| Summary: | May leak socket FDs due to potential race condition when socket timeout occurs | ||
|---|---|---|---|
| Product: | Replica Location | Reporter: | Rob S <schuler@isi.edu> |
| Component: | RLS | Assignee: | Rob S <schuler@isi.edu> |
| Status: | RESOLVED FIXED | ||
| Severity: | normal | CC: | aleks@fys.uio.no, annc@isi.edu, link@mcs.anl.gov, shishir@isi.edu |
| Priority: | P3 | ||
| Version: | 3.2.1 | ||
| Target Milestone: | --- | ||
| Hardware: | PC | ||
| OS: | Linux | ||
| Bug Depends on: | 3028 | ||
| Bug Blocks: | |||
| Attachments: |
lsof output showing increased open files
Revised lsof output showing tests after globus_xio fix |
||
Fortunately, I have recreated the bug (w/out shutting down the local power grid ;-). In the test that I ran, I have an RLS opening TCP connections to 7 other RLS services (all on a box called plato.isi.edu). By unplugging plato’s network cable, I induce the timeout. What you can see from the lsof output is that the RLS starts off with 54 open files (total), then it attempts connections to plato (some lines showing “IPv4” and “SYN_SENT” in them) then a while later those attempted connections turn into leaked files with 7 open files of “sock” (“can’t identify protocol”) open files. So after one test run, RLS open files grow from 54 to 61 (7 more) and after a second run grows to 68 (7 more).

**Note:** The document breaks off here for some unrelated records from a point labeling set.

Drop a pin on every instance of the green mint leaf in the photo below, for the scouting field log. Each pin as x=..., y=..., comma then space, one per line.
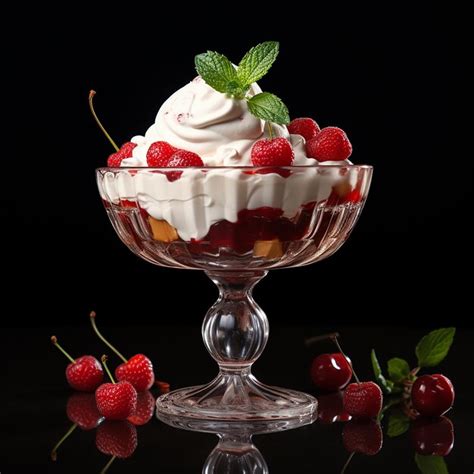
x=269, y=107
x=434, y=347
x=386, y=385
x=217, y=71
x=431, y=464
x=398, y=423
x=398, y=369
x=257, y=62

Created an attachment (id=553) [details]
lsof output showing increased open files
Added attachment to show increased open files. Server started with 54 open
files, grew by 7 after first test, then another 7 after second test. 14 leaked
FDs after two tests. "14" comes from the fact that there are "7" offline
(unplugged!) RLS/RLI services that the RLS is trying to update.

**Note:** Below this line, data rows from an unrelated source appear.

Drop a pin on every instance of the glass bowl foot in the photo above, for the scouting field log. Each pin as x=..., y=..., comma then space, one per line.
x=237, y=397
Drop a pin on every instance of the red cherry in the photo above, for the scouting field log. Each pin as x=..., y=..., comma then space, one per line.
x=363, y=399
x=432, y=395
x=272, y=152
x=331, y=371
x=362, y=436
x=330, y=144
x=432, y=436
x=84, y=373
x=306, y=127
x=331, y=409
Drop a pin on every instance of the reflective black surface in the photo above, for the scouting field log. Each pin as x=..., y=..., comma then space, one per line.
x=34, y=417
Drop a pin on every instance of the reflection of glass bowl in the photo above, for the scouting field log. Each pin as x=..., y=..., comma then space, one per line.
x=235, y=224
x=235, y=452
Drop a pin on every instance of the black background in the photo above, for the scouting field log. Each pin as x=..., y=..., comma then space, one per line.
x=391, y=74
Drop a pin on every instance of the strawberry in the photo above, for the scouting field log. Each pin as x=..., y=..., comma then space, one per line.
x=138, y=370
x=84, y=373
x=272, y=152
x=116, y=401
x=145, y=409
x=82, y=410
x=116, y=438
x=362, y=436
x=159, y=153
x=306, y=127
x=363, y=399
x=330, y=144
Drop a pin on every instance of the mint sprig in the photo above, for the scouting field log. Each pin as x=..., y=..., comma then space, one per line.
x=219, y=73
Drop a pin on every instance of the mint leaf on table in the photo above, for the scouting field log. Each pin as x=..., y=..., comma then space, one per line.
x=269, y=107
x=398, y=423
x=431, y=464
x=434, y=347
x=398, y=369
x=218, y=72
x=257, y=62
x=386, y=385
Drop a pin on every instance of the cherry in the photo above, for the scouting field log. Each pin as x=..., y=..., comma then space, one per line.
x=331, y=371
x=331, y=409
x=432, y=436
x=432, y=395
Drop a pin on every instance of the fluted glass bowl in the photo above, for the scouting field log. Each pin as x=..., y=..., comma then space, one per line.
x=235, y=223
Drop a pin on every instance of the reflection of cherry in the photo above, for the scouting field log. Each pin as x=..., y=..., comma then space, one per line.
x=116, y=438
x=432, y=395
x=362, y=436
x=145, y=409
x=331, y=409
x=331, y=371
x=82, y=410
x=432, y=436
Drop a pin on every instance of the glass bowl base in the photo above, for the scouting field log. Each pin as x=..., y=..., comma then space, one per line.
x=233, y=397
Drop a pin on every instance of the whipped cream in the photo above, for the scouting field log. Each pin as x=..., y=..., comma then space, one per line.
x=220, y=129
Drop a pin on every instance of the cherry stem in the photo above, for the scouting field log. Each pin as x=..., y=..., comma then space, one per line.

Bug has been identified in globus xio package.
Created an attachment (id=558) [details]
Revised lsof output showing tests after globus_xio fix
Output of tests performed to confirm that the globus_xio fix successfully
resolves the issue of leaked files when running RLS.
I've confirmed that the globus_xio fix resolves our problem. See 3028 for info on the globus_xio bug and fix.